Sira Thiam | Sira will be a fellow at the Center for Protest Law and Litigation, a national hub for the defense of the right to protest. She will be deeply embedded in CPLL’s work to provide critical legal support and defense of frontline activists around the country, including their work at Line 3, environmental justice organizing in Texas, and police accountability.
Joshua Gomez | Joshua will also be a fellow at the Center for Protest Law and Litigation. Like Sira, he will be deeply embedded in CPLL’s work to provide critical legal support and defense of frontline activists around the country, including their work at Line 3, environmental justice organizing in Texas, and police accountability.
Christa Mancias | Christa will be a fellow with the Carrizo Comecrudo Tribe of Texas. She will provide research and monitoring of gas pipeline construction and violations of permitting and construction areas in regard to desecration of sacred sites, contamination of water sources, and lack of due diligence and due process. She’ll also help develop public awareness programs that recognize the traditional knowledge and expertise of the autochthonous people of Some Se’k.
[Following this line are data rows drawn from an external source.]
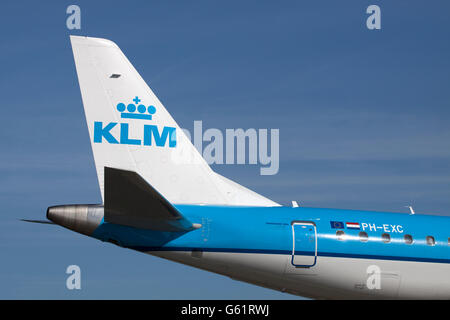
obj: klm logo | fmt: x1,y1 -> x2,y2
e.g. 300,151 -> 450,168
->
94,97 -> 177,148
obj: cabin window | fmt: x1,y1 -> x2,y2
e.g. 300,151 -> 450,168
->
427,236 -> 436,246
381,233 -> 391,243
403,234 -> 413,244
359,232 -> 369,242
336,230 -> 345,240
Pablo Mancias | Pablo will also be a fellow with the Carrizo Comecrudo Tribe of Texas, working closely with Christa. He will provide research and monitoring of gas pipeline construction and violations of permitting and construction areas in regard to desecration of sacred sites, contamination of water sources, and lack of due diligence and due process. He’ll also help develop public awareness programs that recognize the traditional knowledge and expertise of the autochthonous people of Some Se’k.